La llegada de cuerpos castrenses y policiales desde otras partes del país demoró varios días, hasta que Diosdado Cabello anunció la militarización de la zona y restringió el paso vehicular en la carretera Caracas-La Guaira. Este hecho fue ampliamente registrado por periodistas y denuncias ciudadanas que además señalaron a uniformados de hurtar enseres en las residencias afectadas.
Es por ello que hablar de desaparecidos para el chavismo sería admitir que llegaron tarde. Si la ayuda del Estado se hubiera presentado a tiempo, con toda probabilidad la lista de personas sin localizar sería mucho menor y no habría necesidad de maquillarla u ocultarla.

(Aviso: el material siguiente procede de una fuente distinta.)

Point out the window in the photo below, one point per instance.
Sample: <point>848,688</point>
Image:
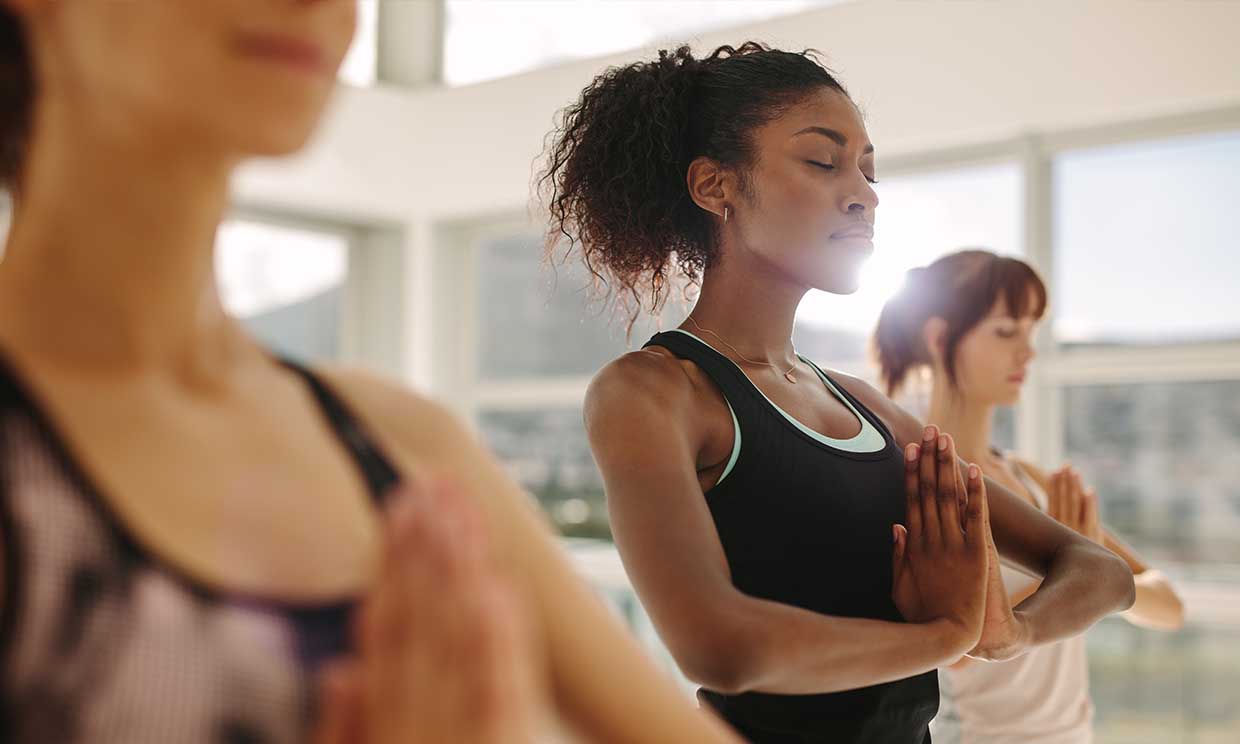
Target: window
<point>492,39</point>
<point>537,320</point>
<point>547,451</point>
<point>285,284</point>
<point>361,63</point>
<point>1129,218</point>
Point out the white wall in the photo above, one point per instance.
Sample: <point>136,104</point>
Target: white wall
<point>929,75</point>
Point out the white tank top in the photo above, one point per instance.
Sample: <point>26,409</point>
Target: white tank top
<point>1040,697</point>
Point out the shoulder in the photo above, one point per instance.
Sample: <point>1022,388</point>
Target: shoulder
<point>650,376</point>
<point>1038,475</point>
<point>411,427</point>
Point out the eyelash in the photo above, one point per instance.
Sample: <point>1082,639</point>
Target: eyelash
<point>831,168</point>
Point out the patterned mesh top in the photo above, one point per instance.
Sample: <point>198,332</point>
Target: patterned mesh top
<point>102,641</point>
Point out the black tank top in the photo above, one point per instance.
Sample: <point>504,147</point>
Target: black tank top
<point>810,525</point>
<point>102,640</point>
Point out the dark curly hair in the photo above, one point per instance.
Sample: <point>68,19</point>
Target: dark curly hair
<point>16,93</point>
<point>961,288</point>
<point>614,179</point>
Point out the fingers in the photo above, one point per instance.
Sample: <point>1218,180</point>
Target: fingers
<point>1057,497</point>
<point>928,487</point>
<point>899,538</point>
<point>340,714</point>
<point>1090,518</point>
<point>949,497</point>
<point>977,518</point>
<point>913,490</point>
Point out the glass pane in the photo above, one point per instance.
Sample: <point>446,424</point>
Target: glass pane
<point>285,284</point>
<point>491,39</point>
<point>1163,460</point>
<point>548,454</point>
<point>361,63</point>
<point>1157,688</point>
<point>920,218</point>
<point>538,320</point>
<point>1130,216</point>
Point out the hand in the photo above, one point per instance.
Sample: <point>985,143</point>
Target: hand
<point>1005,633</point>
<point>1073,505</point>
<point>447,650</point>
<point>939,561</point>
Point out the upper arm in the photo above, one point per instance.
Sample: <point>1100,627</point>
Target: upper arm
<point>589,652</point>
<point>1023,535</point>
<point>641,423</point>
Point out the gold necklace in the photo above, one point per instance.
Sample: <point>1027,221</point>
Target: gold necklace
<point>791,371</point>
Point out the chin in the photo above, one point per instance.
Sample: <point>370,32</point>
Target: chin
<point>275,141</point>
<point>840,285</point>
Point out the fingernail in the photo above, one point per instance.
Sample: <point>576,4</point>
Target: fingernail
<point>401,512</point>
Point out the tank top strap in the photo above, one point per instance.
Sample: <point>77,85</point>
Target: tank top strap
<point>375,465</point>
<point>723,372</point>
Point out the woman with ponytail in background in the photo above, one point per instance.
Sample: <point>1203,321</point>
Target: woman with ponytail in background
<point>194,533</point>
<point>970,320</point>
<point>809,552</point>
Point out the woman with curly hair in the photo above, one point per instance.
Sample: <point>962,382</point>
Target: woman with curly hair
<point>809,552</point>
<point>195,533</point>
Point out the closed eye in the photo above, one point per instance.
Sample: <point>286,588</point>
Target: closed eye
<point>827,166</point>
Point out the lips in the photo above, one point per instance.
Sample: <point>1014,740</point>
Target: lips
<point>293,52</point>
<point>858,231</point>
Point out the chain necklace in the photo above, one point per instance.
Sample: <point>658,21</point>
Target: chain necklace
<point>791,371</point>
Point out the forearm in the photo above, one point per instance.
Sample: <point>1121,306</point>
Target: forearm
<point>1157,605</point>
<point>1084,583</point>
<point>794,651</point>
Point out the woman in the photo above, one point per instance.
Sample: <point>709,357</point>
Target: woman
<point>754,497</point>
<point>970,319</point>
<point>189,522</point>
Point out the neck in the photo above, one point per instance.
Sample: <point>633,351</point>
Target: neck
<point>750,310</point>
<point>110,254</point>
<point>967,423</point>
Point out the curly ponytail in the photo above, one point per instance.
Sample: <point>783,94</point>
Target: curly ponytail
<point>16,93</point>
<point>614,180</point>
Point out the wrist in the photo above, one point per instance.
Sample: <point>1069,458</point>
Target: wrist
<point>950,639</point>
<point>1019,641</point>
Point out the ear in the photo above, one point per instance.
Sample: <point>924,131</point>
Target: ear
<point>711,186</point>
<point>20,8</point>
<point>934,335</point>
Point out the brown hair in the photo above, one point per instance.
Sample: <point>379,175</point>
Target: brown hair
<point>16,97</point>
<point>961,288</point>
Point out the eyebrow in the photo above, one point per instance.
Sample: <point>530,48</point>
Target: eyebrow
<point>831,134</point>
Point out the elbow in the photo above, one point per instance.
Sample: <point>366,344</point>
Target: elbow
<point>1119,575</point>
<point>721,662</point>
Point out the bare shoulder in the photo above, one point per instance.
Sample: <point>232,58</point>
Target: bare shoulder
<point>411,427</point>
<point>650,376</point>
<point>1033,471</point>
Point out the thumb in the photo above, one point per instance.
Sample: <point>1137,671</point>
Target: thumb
<point>339,704</point>
<point>900,537</point>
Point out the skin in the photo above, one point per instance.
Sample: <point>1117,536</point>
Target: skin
<point>109,311</point>
<point>992,362</point>
<point>661,434</point>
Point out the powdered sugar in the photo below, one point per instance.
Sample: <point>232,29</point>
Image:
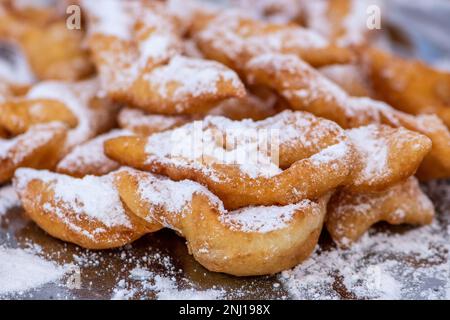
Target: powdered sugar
<point>173,196</point>
<point>374,151</point>
<point>262,219</point>
<point>21,271</point>
<point>201,142</point>
<point>17,148</point>
<point>76,98</point>
<point>95,197</point>
<point>140,122</point>
<point>190,77</point>
<point>90,155</point>
<point>110,17</point>
<point>375,267</point>
<point>8,199</point>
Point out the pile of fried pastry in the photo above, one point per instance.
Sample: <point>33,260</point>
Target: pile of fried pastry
<point>97,125</point>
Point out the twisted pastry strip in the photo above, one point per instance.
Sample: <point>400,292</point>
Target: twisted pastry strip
<point>142,63</point>
<point>386,156</point>
<point>410,86</point>
<point>276,11</point>
<point>39,147</point>
<point>306,89</point>
<point>85,211</point>
<point>18,116</point>
<point>351,215</point>
<point>349,77</point>
<point>233,38</point>
<point>275,238</point>
<point>229,158</point>
<point>144,124</point>
<point>89,158</point>
<point>94,114</point>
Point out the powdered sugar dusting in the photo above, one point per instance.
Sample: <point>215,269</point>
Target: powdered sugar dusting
<point>95,197</point>
<point>8,199</point>
<point>140,122</point>
<point>21,271</point>
<point>190,77</point>
<point>91,154</point>
<point>172,196</point>
<point>262,219</point>
<point>374,152</point>
<point>76,98</point>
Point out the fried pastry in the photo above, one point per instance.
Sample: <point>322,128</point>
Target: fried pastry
<point>276,11</point>
<point>89,158</point>
<point>248,241</point>
<point>87,211</point>
<point>280,160</point>
<point>145,124</point>
<point>39,147</point>
<point>351,215</point>
<point>53,51</point>
<point>306,89</point>
<point>18,115</point>
<point>385,156</point>
<point>141,63</point>
<point>95,114</point>
<point>233,38</point>
<point>349,77</point>
<point>408,85</point>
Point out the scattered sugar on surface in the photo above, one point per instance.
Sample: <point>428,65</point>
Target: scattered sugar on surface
<point>412,264</point>
<point>21,271</point>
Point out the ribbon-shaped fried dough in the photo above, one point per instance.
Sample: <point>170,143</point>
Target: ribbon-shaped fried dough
<point>386,156</point>
<point>94,114</point>
<point>141,61</point>
<point>89,158</point>
<point>39,147</point>
<point>242,162</point>
<point>144,124</point>
<point>349,77</point>
<point>232,38</point>
<point>17,116</point>
<point>85,211</point>
<point>407,85</point>
<point>248,241</point>
<point>129,203</point>
<point>306,89</point>
<point>351,215</point>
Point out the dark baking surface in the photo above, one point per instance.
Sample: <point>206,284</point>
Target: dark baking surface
<point>165,254</point>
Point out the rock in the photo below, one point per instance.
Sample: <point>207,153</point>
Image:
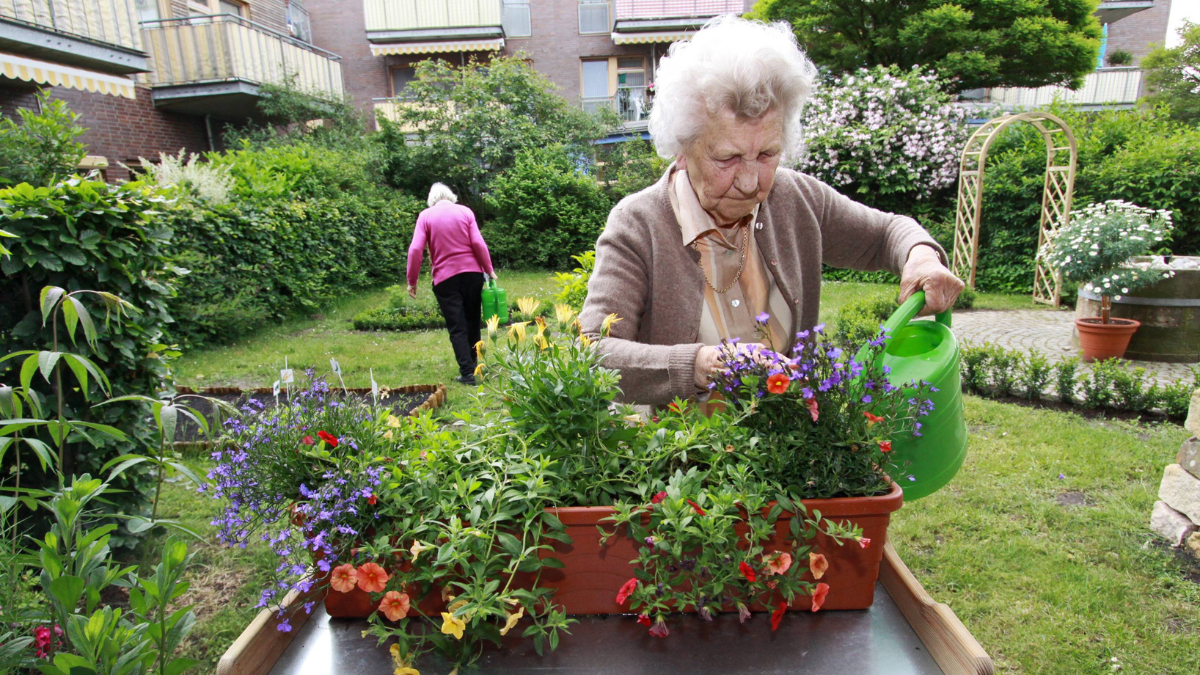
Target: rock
<point>1171,524</point>
<point>1189,457</point>
<point>1193,422</point>
<point>1181,491</point>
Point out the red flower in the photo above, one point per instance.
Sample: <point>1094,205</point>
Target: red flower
<point>625,591</point>
<point>778,383</point>
<point>778,615</point>
<point>819,595</point>
<point>748,572</point>
<point>813,408</point>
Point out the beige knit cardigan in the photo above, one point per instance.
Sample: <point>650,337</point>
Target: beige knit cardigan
<point>653,282</point>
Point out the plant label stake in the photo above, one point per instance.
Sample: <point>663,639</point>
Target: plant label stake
<point>337,370</point>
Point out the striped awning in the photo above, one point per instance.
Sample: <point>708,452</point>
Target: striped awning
<point>493,45</point>
<point>45,72</point>
<point>648,37</point>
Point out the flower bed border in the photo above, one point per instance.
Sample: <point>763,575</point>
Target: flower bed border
<point>436,399</point>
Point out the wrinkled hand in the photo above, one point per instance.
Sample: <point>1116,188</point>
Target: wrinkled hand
<point>925,272</point>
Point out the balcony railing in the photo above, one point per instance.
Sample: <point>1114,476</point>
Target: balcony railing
<point>112,22</point>
<point>417,15</point>
<point>676,9</point>
<point>227,47</point>
<point>1104,87</point>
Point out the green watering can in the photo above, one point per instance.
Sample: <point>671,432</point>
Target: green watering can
<point>496,302</point>
<point>927,351</point>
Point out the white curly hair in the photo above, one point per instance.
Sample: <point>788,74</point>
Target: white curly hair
<point>745,66</point>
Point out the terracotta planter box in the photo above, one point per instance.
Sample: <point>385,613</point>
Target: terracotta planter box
<point>592,574</point>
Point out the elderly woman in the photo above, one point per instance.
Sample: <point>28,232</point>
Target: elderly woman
<point>727,234</point>
<point>461,262</point>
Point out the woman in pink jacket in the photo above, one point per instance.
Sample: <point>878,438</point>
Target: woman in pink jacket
<point>461,263</point>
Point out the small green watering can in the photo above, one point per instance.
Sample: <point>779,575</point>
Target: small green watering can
<point>927,351</point>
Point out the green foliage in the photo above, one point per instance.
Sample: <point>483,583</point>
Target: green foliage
<point>545,210</point>
<point>256,263</point>
<point>1174,75</point>
<point>466,125</point>
<point>573,286</point>
<point>970,42</point>
<point>83,234</point>
<point>43,147</point>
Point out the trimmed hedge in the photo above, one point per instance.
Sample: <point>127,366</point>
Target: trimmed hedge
<point>255,263</point>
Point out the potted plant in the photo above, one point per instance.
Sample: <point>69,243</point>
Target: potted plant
<point>1095,250</point>
<point>546,500</point>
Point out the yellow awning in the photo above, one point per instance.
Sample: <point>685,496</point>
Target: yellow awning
<point>493,45</point>
<point>648,37</point>
<point>45,72</point>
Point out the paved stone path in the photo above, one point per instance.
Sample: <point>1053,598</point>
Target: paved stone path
<point>1044,330</point>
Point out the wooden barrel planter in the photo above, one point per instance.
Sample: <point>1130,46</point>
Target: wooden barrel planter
<point>1169,312</point>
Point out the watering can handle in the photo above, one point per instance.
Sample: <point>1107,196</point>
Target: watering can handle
<point>909,310</point>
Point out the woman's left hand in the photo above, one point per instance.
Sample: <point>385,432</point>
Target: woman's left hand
<point>924,272</point>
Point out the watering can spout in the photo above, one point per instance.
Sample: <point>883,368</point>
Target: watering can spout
<point>927,459</point>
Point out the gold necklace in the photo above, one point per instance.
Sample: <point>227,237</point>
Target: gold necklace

Como era de esperar, Delcy Rodríguez ha ofrecido una explicación distinta.
Secundó a su hermano u sostuvo que la cautela de su administración interina responde a errores de identificación registrados en el proceso de conteo. Por ello, estimó inadecuado publicar cifras sin depurar ya que, en su opinión, arriesgaría la credibilidad del proceso y alarmaría a la población.

La fotografía que deja este cruce de datos es la de un aparato oficial que actualiza la cifra de muertos con frecuencia mientras mantiene fija, desde hace más de un mes, la única cifra de
desaparecidos que ha ofrecido: 157. La brecha con las estimaciones independientes —que pudieran aproximarse a 30.000 afectados sin localizar— no es un margen de error estadístico, es un vacío de información sobre miles de familias que todavía no saben qué pasó con los suyos. El gobierno interino redirige a la ciudadanía a la aplicación VenApp del Sistema Patria para reportar y consultar personas no localizadas, en lugar de publicar un conteo propio. La hipótesis de Rafael Uzcátegui sigue siendo una lectura suya, no una conclusión de esta redacción. Sin embargo, si esa lectura fuera acertada, quedaría abierta la pregunta sobre cuál costo político asumiría el gobierno interino al reconocer una cifra de desaparecidos más alta que la admitida hasta ahora. La historia reciente de Venezuela no garantiza que este vacío se repita de la misma forma, pero sí recuerda que en episodios anteriores el país cerró capítulos de tragedia masiva sin fijar nunca una cifra definitiva de sus víctimas.